An effort to reverse harm linked to a racially biased test used in kidney assessments appears to be working, according to new research on U.S. transplant waiting lists. The policy began after the national transplant system ended use of the race-based test and directed hospitals to identify Black patients whose past records might have qualified them for transplant sooner. Researchers reported that the changes moved some candidates up on the waiting list and increased transplant rates for Black patients in the period immediately following the policy.
The biased test involved a race-based formula to calculate kidney function, using creatinine levels to estimate how quickly the waste compound is filtered from blood. Under the test, Black patients’ kidneys appeared healthier than they were, which delayed diagnosis of impending organ failure and referral for transplantation, according to the research description. The U.S. system’s policy response ordered hospitals to comb through medical records containing the long-ago biased findings so eligible Black patients could receive credit for time they had lost.
Researchers at Beth Israel Deaconess Medical Center, Brigham and Women’s Hospital and Boston Medical Center analyzed a database covering kidney transplants between January 2022 and June 2025, comparing transplant rates before and after the January 2023 policy change. The team reported in JAMA Internal Medicine that among more than 21,000 Black transplant candidates given waiting time modifications, the median gain was 1.7 years. The wait-time improvement mattered because the wait for a kidney transplant averages three to five years, and can run longer in some parts of the country.
In addition to the waiting time credit, the researchers reported changes in transplant rates. Black patients’ transplant rate rose right after the policy change, increasing by 5.3 transplants per 1,000 listings, before leveling off. During the study period, the overall kidney transplant rate increased, and the transplant rate for non-Black patients did not change significantly under the new policy, with white patients remaining the highest group, the researchers said.
The study’s findings also drew commentary from an external medical expert. Dr. L. Ebony Boulware of Wake Forest University School of Medicine, who was not involved in the study, wrote an accompanying commentary that urged similar efforts to mitigate harm from other erroneously race-based medical tests. In the commentary, she said the findings “suggest that improving transplant care for Black individuals did not harm individuals of other races.”
Dr. Rohan Khazanchi, of Brigham and Women’s Hospital and Boston Medical Center, who led the study, said the policy “hopefully helps move the needle toward equity,” according to an interview described in the report. The waiting-list credit did not automatically produce immediate transplants for everyone credited: the researchers reported that 7,484 of the candidates received a new kidney during the study period.

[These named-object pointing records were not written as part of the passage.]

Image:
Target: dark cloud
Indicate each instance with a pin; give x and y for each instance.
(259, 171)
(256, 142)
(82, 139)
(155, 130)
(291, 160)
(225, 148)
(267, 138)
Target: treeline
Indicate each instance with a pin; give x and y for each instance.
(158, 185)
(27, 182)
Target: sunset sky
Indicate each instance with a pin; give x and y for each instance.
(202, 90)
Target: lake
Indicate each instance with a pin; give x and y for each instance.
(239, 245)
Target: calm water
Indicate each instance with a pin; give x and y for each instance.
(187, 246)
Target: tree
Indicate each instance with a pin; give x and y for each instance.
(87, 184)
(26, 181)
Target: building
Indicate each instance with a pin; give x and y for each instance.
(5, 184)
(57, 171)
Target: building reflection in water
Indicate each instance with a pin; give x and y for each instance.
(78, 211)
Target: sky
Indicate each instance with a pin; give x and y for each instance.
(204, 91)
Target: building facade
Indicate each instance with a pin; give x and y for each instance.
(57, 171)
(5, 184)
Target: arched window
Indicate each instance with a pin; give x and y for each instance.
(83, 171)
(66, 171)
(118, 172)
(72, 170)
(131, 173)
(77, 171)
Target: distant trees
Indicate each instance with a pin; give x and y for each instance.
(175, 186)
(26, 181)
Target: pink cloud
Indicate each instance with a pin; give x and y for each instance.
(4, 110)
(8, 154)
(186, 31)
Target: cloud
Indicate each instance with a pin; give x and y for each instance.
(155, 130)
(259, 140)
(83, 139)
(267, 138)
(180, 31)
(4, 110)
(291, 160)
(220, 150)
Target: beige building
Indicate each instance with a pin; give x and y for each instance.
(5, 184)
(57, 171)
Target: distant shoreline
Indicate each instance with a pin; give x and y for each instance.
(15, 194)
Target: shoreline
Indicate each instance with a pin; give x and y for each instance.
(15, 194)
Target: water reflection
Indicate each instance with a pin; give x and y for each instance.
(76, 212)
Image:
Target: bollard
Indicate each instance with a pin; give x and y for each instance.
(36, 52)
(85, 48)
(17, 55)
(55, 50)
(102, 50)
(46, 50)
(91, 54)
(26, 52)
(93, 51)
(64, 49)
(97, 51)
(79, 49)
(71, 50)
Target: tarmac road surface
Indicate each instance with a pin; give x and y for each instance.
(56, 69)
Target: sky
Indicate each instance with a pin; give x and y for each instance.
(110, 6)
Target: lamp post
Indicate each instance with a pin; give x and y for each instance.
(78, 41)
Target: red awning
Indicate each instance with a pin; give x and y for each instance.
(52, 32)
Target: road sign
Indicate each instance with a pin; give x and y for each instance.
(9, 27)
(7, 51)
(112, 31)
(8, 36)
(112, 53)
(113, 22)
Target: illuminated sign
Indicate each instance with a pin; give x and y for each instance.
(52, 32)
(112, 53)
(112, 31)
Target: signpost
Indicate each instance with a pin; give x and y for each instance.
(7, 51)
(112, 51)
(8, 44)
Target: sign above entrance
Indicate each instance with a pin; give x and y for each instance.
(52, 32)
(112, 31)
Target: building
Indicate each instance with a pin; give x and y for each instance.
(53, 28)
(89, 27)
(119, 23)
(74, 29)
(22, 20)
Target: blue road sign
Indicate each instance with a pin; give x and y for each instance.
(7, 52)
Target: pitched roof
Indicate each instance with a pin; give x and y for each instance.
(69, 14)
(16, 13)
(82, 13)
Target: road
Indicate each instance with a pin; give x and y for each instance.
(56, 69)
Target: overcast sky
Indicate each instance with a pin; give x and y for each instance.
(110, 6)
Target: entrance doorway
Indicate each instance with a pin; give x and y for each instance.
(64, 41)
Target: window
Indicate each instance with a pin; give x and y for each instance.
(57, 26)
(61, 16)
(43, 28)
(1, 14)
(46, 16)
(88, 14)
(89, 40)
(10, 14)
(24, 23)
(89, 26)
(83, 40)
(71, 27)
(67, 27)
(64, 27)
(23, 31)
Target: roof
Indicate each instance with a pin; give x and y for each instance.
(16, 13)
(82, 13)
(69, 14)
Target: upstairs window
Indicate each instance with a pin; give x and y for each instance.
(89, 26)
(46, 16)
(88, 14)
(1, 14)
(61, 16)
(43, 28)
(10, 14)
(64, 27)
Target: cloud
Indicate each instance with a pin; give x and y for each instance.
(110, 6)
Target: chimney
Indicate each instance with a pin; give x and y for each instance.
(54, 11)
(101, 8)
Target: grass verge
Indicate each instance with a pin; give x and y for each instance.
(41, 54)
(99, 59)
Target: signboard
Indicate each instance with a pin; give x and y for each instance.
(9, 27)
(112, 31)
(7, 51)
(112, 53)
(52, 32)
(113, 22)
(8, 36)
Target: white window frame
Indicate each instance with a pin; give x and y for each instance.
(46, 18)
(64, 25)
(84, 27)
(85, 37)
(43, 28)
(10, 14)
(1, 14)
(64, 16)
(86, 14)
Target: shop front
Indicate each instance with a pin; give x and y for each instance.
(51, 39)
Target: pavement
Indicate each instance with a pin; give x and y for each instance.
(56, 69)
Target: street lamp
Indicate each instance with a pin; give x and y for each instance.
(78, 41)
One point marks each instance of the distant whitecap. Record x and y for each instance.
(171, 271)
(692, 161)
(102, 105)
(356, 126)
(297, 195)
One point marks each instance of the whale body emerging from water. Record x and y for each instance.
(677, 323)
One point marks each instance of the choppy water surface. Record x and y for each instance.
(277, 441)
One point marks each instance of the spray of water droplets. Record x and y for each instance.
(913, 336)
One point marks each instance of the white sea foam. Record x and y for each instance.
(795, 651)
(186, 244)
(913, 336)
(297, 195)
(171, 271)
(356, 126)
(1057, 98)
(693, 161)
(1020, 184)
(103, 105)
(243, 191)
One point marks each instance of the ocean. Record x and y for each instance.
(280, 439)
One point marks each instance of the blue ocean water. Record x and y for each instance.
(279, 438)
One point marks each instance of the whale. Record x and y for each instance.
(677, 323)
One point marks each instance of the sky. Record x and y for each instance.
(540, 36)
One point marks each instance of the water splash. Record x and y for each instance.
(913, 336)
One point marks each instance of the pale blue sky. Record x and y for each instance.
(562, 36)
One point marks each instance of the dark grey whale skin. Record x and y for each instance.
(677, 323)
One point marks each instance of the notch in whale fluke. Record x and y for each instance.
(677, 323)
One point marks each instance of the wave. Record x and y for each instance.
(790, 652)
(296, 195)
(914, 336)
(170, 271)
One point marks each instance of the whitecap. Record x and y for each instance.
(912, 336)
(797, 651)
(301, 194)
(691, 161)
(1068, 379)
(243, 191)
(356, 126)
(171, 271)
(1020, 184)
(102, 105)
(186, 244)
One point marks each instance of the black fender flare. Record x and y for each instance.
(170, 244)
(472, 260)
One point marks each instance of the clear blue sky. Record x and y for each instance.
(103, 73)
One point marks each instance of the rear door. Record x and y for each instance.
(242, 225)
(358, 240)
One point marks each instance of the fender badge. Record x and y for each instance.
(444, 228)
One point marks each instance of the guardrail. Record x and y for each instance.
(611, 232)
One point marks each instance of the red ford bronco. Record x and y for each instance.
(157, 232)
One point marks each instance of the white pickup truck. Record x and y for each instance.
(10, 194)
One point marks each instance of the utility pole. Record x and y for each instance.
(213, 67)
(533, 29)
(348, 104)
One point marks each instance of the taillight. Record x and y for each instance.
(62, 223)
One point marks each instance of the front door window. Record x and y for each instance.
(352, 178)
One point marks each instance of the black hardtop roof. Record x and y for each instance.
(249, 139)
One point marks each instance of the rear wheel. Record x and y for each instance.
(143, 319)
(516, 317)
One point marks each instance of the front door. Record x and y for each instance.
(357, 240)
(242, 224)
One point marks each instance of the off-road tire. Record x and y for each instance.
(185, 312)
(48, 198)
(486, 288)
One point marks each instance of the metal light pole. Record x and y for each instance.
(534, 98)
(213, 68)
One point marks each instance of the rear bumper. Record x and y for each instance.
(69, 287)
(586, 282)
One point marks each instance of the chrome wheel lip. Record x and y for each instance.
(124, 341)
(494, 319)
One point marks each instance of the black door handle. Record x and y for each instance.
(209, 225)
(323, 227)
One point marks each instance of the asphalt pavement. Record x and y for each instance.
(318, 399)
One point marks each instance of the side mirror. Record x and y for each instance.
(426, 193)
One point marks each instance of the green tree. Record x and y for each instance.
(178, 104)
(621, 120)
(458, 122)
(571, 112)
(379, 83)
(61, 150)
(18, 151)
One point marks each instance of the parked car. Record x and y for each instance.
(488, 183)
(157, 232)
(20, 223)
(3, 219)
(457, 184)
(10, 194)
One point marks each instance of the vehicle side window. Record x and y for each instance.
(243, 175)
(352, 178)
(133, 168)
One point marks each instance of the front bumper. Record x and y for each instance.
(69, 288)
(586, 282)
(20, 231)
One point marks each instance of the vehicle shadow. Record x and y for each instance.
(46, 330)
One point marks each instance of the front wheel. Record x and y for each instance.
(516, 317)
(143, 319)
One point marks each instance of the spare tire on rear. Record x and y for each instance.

The researchers also examined why fewer people may have received the waiting time modifications than they expected. Khazanchi was surprised to find that less than 1 of 3 Black transplant candidates received wait-time modifications. He said one possibility was that some candidates were not diagnosed with kidney disease until their organs had already failed—an emergency that doctors describe as “crashing onto dialysis.” He also suggested that the ordered lookback required digging into older medical records, possibly across different health systems, and that some transplant centers may have had more resources than others to complete that work.
Even after the ordered lookback began in 2023, the report said Khazanchi advised that Black patients more recently added to the transplant list should still ask whether they may be eligible for similar adjustments. The researchers’ analysis, published in JAMA Internal Medicine, offered the first detailed look at how waiting-time credits tied to correcting a race-based test can affect transplant access and whether such changes shift outcomes across racial groups.